Workout Description
For time:
1000 meter Run
30 Handstand Push-Ups
1000 meter Row
Why This Workout Is Hard
The monostructural volume (2,000 meters total) is moderate, but 30 handstand push-ups create a high-skill bottleneck that taxes shoulder and midline stamina. Most intermediate athletes will finish near 9–13 minutes, with pacing and gymnastic proficiency dictating outcomes. The 15-minute cap keeps intensity high, rewarding efficient HSPU mechanics and aerobic control.
Benchmark Times for Regionals 11.1
- Elite: <8:00
- Advanced: 8:30-9:00
- Intermediate: 10:00-11:00
- Beginner: >15:00
Training Focus
This workout develops the following fitness attributes:
- Endurance (7/10): Two 1000m cardio efforts dominate the clock. Athletes must hold strong aerobic power without overreaching before the row, keeping breathing and cadence steady while transitioning efficiently between modalities.
- Speed (6/10): Pacing matters across all three segments. Athletes who transition quickly and hold near-threshold splits will outpace those who sprint early and fade before the row.
- Stamina (6/10): Thirty handstand push-ups challenge shoulder and triceps endurance. Set management, rest discipline, and midline stability determine whether athletes move smoothly or stall under accumulating fatigue.
- Flexibility (3/10): Adequate shoulder flexion, wrist extension, and thoracic extension support strong HSPU positions. Lower-body mobility needs are basic for running and rowing posture.
- Power (3/10): Limited explosive demands outside of fast start/finish surges. The work is mostly steady, with brief power outputs when kicking up and cycling efficient HSPU reps.

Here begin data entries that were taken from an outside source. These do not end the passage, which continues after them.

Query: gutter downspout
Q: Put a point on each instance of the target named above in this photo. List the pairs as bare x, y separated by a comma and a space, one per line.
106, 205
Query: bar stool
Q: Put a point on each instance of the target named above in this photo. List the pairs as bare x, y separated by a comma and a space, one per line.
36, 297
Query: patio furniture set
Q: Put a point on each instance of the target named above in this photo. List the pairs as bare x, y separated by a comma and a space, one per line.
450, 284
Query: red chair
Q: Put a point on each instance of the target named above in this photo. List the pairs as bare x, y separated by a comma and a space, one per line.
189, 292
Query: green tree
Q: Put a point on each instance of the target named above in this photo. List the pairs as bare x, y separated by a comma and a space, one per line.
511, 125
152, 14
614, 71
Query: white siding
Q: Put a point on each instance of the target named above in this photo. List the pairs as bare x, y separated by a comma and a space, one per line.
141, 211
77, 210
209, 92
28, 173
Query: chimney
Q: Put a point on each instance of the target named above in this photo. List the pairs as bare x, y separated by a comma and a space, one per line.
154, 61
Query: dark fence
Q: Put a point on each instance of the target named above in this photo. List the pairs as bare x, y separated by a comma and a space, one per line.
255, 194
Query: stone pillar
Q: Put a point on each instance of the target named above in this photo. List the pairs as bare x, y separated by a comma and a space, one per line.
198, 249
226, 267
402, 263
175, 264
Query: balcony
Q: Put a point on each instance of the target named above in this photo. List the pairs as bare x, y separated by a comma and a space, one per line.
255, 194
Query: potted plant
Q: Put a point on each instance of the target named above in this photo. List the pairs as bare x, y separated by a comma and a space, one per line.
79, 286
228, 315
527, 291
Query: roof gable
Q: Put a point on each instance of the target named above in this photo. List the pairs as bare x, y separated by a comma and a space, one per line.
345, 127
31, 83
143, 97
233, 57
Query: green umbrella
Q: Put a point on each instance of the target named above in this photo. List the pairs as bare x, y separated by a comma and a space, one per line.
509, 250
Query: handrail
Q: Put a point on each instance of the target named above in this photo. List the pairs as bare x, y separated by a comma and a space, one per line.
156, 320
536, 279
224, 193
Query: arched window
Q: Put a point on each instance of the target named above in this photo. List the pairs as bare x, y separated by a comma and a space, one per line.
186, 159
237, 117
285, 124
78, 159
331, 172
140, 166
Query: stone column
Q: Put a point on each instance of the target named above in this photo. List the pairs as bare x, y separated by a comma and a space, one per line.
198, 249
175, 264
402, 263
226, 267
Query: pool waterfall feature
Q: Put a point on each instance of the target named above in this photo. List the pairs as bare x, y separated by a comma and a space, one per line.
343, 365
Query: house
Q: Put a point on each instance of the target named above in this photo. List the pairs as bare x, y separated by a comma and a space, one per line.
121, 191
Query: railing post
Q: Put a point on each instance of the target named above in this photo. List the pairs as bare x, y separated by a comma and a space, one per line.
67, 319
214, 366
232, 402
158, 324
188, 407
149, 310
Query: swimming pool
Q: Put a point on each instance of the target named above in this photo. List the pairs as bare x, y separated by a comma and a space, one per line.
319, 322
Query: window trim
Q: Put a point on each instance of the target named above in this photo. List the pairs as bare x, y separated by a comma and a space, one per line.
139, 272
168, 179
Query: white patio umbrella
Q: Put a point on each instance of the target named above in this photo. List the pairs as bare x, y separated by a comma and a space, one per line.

- Strength (2/10): No external load is used. Strength shows up mainly as bodyweight pressing capacity to perform strict or kipping HSPU efficiently under fatigue.
Scaling Options
Scale to: 1000m Run, 20 Kipping HSPU, 1000m Row • 800m Run, 20 Pike Push-Ups (feet on box), 800m Row • 800m Run, 30 DB Strict Press (35/20 lb), 800m Row
Scaling Explanation
These options preserve the triplet and time domain while lowering skill or volume so athletes maintain steady pacing and shoulder stamina without hitting failure.
Intended Stimulus
A threshold triplet: controlled but assertive 1k run, composed and efficient sets on HSPU, and a hard, sustainable 1k row to the finish. It should feel aerobic with a sharp upper-body stamina demand. Avoid redlining before the HSPU so you can finish the row with a strong, consistent pace.
Coach Insight
Run at a pace you could hold for 2–3k, not a sprint. Break HSPU before you fail. Row hard but steady.
The one tip: Never go to failure on HSPU—small planned breaks are faster than long rests.
Common mistakes: Overcooking the run, opening HSPU too big, and fly-and-die rowing. Transition quickly but breathe.
Benchmark Notes
Times range from finishing right at the 15:00 cap (L1) to elite efforts near 8:00 (L9). HSPU ability drives separation: faster athletes run/row at threshold and manage 1–3 quick HSPU sets. Use these targets to pick a sustainable yet assertive pace.
Modality Profile
Two of the three movements are monostructural and will consume most of the workout time. The handstand push-ups represent the gymnastic component and are the primary skill bottleneck. No external weightlifting is involved in this event.